Préface de « Chatterton » de A. de Vigny
J’ai relu la préface de la pièce de théâtre « Chatterton » écrite par Alfred de Vigny. Ce texte est saisissant, émouvant, tellement qu’il a reçu bien des courriers d’auteurs demandant sa protection ! Véritable hymne à la condition du Poète, il pose la question suivante : quelle est la cause pendante du fait qu’un livre ne puisse changer un cœur, transcender un être en amollissant son coeur endurcit ?
« La cause ? c’est le martyre perpétuel et la perpétuelle immolation du Poète. – La cause ? c’est le droit qu’il aurait de vivre ; – La cause ? c’est le pain qu’on ne lui donne pas. – La cause ? c’est la mort qu’il est forcé de se donner.

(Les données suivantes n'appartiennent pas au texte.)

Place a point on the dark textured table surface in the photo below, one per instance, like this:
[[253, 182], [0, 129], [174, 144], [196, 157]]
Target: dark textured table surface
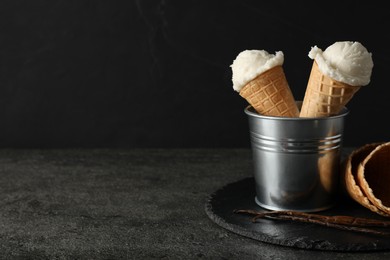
[[127, 204]]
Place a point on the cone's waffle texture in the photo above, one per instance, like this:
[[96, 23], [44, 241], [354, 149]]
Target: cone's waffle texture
[[325, 96], [350, 179], [270, 95], [374, 177]]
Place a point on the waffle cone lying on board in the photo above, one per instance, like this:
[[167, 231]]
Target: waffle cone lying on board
[[367, 175], [337, 74], [325, 96], [269, 94], [259, 78]]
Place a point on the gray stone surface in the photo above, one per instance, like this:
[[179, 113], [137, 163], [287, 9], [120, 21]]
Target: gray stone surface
[[126, 204]]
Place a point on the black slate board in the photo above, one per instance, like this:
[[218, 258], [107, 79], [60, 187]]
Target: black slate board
[[240, 195]]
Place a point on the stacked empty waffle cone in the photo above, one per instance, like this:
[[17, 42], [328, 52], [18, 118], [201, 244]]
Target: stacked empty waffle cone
[[366, 177], [336, 75]]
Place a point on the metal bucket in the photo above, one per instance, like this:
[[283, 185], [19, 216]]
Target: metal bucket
[[296, 160]]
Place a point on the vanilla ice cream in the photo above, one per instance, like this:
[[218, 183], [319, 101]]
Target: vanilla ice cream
[[345, 61], [251, 63]]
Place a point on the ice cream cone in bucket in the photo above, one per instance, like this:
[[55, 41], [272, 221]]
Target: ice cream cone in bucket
[[269, 94], [336, 75], [325, 96], [350, 178], [259, 78], [373, 175]]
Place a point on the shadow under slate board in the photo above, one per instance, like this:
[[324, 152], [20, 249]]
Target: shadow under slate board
[[221, 204]]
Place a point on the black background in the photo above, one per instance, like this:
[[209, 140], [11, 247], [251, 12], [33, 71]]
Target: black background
[[156, 73]]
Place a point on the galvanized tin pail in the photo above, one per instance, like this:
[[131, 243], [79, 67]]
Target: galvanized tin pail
[[296, 160]]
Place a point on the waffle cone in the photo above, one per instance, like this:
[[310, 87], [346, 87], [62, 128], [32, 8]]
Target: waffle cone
[[373, 175], [350, 180], [325, 96], [269, 94]]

D’où vient ce qui se passe ? Vous ne cessez de vanter l’intelligence, et vous tuez les plus intelligents. Vous les tuez, en leur refusant le pouvoir de vivre selon les conditions de leur nature. – On croirait, à vous voir en faire si bon marché, que c’est une chose commune qu’un Poète. – Songez donc que, lorsqu’une nation en a deux en dix siècles, elle se trouve heureuse et s’enorgueillit. Il y a tel peuple qui n’en a pas un, et n’en aura jamais. D’où vient donc ce qui se passe ? Pourquoi tant d’astres éteints dès qu’ils commençaient à poindre ? C’est que vous ne savez pas ce que c’est qu’un Poète, et vous n’y pensez pas. »
« Dernière nuit de travail » du 29 au 30 juin 1834, préface de « Chatterton » de A. de Vigny.
Un peu plus loin, il détail trois sortes d’hommes qui agissent sur les sociétés par des travaux de la pensée. Il parle de « l’homme habile » qui est « l’homme de Lettres », de « l’homme d’une nature plus forte et meilleure » qui est « le véritable, le grand Ecrivain », puis de l’homme à la « nature plus passionnée » : le Poète.
Ce fut pour moi une véritable révélation, et sans aucune exagération, j’ai compris ma vie ce jour, à la lecture de ce texte. Oh, je n’ai que peu de mots pour exprimer cela, aussi ai-je décidé d’offrir une déclamation à ce texte, qui devrait être lu par tous les « grands et dirigeants » de notre humaine société.
En écoutant (ou en lisant) ce texte, peut-être serez-vous frappé par l’une de ces trois nature d’homme. Peut-être vous reconnaîtrez-vous. Peut-être en tremblerez vous, comme j’en ai tremblé.